So seems they see the fear mongering about the deficit work to get politicians elected in the US and are trying same in Japan.
This kind of near universal ignorance will only make things worse, of course.
The only hope is that somehow an understanding of actual monetary operations takes over but so far no signs of any inroads at the political level or in mainstream economics.
LDP Plans for ‘X-Day’ Japan Bond Crash It Blames on Kan Spending
By Sachiko Sakamaki and Takashi Hirokawa
December 22 (Bloomberg) — Japan’s opposition said Prime Minister Naoto Kan’s spending plans are increasing the risk that the nation’s 858 trillion yen ($10.2 trillion) government debt market, the world’s largest, will collapse.

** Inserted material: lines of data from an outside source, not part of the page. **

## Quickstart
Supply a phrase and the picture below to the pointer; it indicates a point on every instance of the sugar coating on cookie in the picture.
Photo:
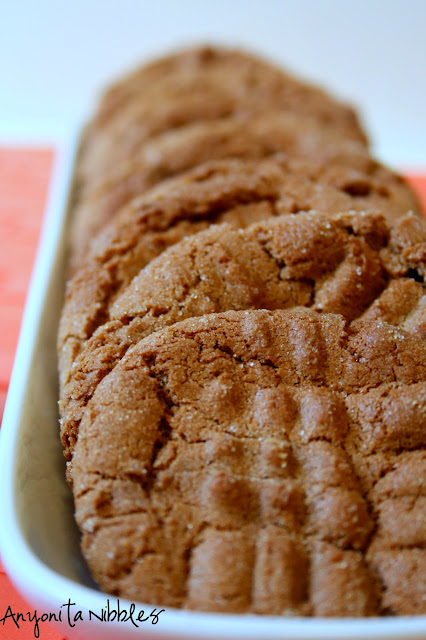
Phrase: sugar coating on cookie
(260, 461)
(336, 161)
(331, 263)
(200, 85)
(235, 191)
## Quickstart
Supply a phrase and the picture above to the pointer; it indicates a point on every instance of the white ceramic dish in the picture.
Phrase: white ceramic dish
(39, 542)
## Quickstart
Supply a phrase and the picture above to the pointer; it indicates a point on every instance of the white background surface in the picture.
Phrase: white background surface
(55, 56)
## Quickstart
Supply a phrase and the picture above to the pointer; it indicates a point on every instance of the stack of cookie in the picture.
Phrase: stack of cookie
(241, 349)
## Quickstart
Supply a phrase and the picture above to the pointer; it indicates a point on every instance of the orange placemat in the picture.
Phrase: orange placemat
(24, 179)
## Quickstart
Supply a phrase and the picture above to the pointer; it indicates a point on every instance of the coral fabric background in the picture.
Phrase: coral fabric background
(24, 183)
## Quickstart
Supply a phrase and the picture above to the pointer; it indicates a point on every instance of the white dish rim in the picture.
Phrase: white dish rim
(38, 583)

“We’re approaching a danger zone where bond prices could plunge,” Yoshimasa Hayashi, the Liberal Democratic Party’s shadow finance minister said in a Dec. 20 interview at his office in Tokyo. “It’s very important to be implementing a fiscal rehabilitation plan by 2012,” when baby boomers born after the war will start receiving state pensions, he said.

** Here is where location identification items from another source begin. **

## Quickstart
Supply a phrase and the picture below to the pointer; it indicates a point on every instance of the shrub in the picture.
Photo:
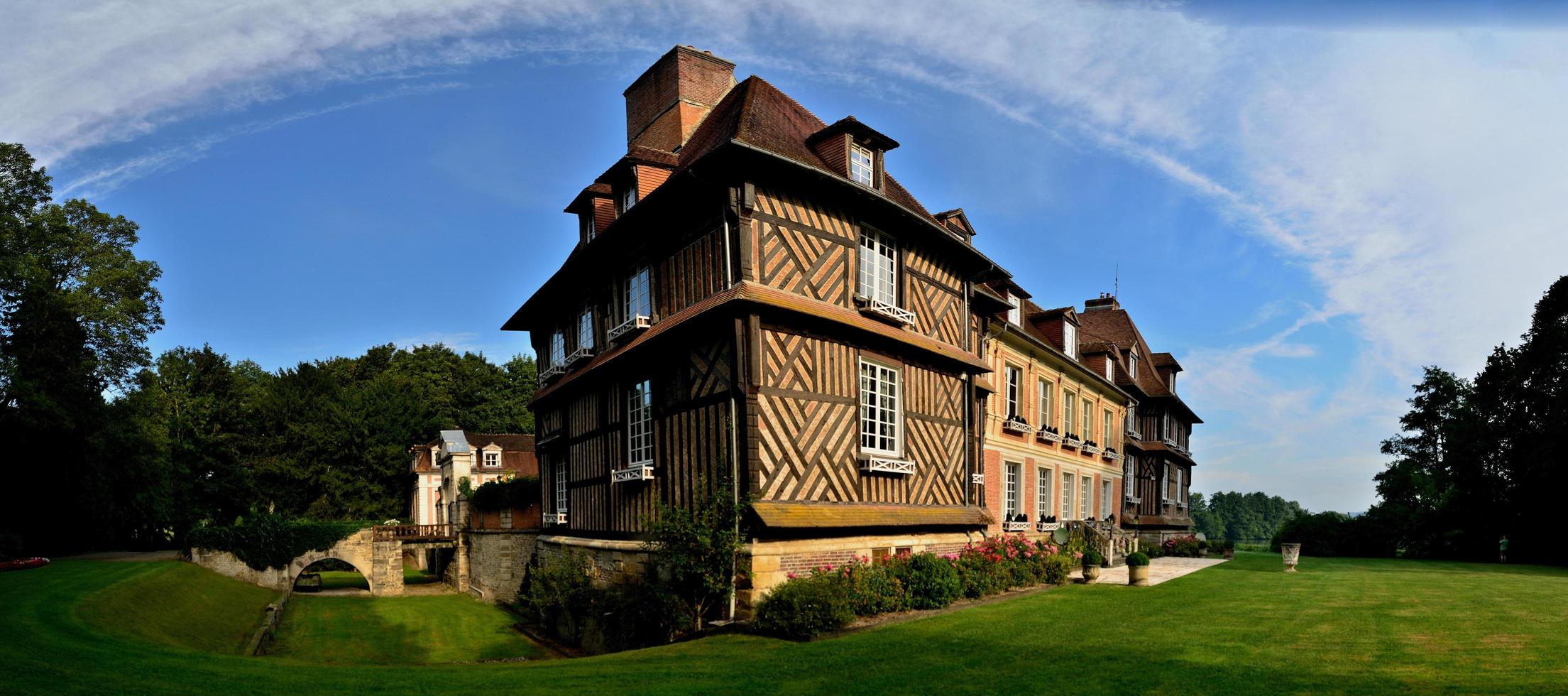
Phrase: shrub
(805, 607)
(928, 580)
(1092, 558)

Surging bond yields would force the government to devote more funds to service debt, undermining Kan’s stimulus efforts. He has pledged to balance the budget by 2020 and pared back the campaign promises that helped his party end the LDP’s half century of almost unbroken rule. Japan’s total debt burden jumped 85 percent during the LDP’s last 10 years in power.
The opposition is working on what it calls the “X-Day” project, to fend off a potential bond market rout, said Hayashi, 49, a former Economy Minister.
“There are many worrisome spending initiatives” in Kan’s budget proposals, such as raising childcare allowances and handouts for farmers, Hayashi said. The government has yet to explain how it will finance a planned 5 percent cut in corporate taxes, which will cost at least 1.5 trillion yen.
Kan aims to freeze annual budget spending at 71 trillion yen for the next three years and cap bond sales at 44 trillion yen in the 12 months starting April 1, the same as this year’s record level.
Risks to Economy
Bank of Japan Governor Masaaki Shirakawa yesterday warned about risks to the economy from rising bond yield. Benchmark 10- year yields rose more than 40 basis points in the past two months to as high as 1.279 percent. The 10-year, 1.2 percent Japanese government bond was recently trading at 1.145.
Japan’s Finance Ministry forecasts long-term debt in the year ending March 31, 2011, will reach 868 trillion yen, about 180 percent of gross domestic product. Household assets rose 0.3 percent in the third quarter to 1,442 trillion yen from a year earlier, according to the Bank of Japan.
The narrowing gap is especially alarming for Japan, where more than 90 percent of public debt is held by domestic investors.
Hayashi said the gap between the two will shrink as an aging population forces the government to spend more on social security and families use up more savings.